Sizlere öncelikle kendi arşivimden, severek tükettiğim markalardan, bunlarla ilgili olarak kendi tadım notlarımı ve doğal olarak aldığım hazları paylaşacağım. Yazının başında da dediğimiz gibi Malt dünyasına akma vaktidir.

Sizlere tavsiye edeceğim ilk Malt 12 Yıllık Highland Park. Adından da anlaşılacağı üzere İskoçya'nın yüksek topraklarının en ucundan bizlere ulaşan bir viski Highland Park. 1798 yılından beri bu topraklarda üretilmekte... İskoç ülkesinin en kuzey ucundaki Orkney adasında üretiliyor ve adanın ıssız, deniz tuzu ve yosun kokan havasını damaklarımıza taşıyor. Onun içindir ki etiketinde HIGHLAND yazsa da aslında ISLAND alt kategorisindedir. Şişenin mantarlı tıpasını açtığınızda burnunuza tatlımtrak kokulu ancak keskin alkol buharı gelecektir.

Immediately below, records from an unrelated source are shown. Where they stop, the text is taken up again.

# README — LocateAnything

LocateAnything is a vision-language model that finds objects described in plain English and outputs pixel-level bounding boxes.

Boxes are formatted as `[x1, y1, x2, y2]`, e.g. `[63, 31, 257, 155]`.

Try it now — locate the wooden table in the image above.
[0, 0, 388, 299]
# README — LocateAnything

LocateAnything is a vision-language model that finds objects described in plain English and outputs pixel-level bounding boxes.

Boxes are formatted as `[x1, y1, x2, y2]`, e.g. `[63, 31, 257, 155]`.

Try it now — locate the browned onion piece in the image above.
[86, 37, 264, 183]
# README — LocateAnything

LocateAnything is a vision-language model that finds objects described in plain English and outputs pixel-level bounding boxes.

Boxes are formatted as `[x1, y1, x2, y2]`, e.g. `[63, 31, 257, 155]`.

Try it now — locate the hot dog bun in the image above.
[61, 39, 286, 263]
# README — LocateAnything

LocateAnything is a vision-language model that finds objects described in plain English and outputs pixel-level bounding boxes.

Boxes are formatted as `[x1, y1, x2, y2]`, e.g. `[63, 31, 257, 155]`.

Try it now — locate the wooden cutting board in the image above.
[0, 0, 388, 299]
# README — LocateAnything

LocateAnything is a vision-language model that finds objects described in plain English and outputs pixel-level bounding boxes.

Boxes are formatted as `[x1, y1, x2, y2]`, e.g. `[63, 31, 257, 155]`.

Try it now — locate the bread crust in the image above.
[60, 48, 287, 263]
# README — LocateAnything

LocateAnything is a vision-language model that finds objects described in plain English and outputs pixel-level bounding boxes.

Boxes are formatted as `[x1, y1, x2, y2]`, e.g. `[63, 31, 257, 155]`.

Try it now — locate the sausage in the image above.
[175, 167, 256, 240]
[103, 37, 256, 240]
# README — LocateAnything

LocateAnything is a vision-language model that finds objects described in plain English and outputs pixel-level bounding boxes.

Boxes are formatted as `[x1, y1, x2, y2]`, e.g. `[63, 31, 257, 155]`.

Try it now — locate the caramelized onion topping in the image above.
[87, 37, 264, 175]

Ancak kadehinizin içine bir miktar koyup biraz soğuk buz suyu ilave ettiğinizde kadehin ağzından çıkan kokular sizi çok şaşırtacak inanın. Öncelikle süpürge otu kokusu ardından da hafiften çiçek kokuları gelecektir burnunuza. Kadehinizden ilk yudumu aldığınızda ağzınızda yine tatlımsı bir tad ve ardından da süpürge otu tadını alacaksınız. Ve de o yudumu boğazınıza gönderdiğinizde önce hafif bir yanma hissi ardından da damağınızda  tatlı bir tad kalacaktır. Highland Park dengeli ve damakta uzun kalan bir viski. Bu özelliğini de içinde dinlendirildiği Sherry ve Bourbon  fıçılarına borçludur. Ayrıca Kendi ürettiği Arpa'yı kullanması da ayırıcı bir özelliğidir Highland Park'ın. Tüm bu özelliklerinden dolayı da 1984 yılında yapılan tadımda 100% almış ve rekoru daha kırılamamıştır. Ünlü Viski yazarı Michael Jackson üstad'ında dediği gibi 'Malt Viski dünyasının en büyük viskilerinden' dir.  Güzel bir yemek sonrasında Keyifle yudumlanacak ve hatta yanında bir Puro tellendirilecek kaliteli bir Viski'mizdir...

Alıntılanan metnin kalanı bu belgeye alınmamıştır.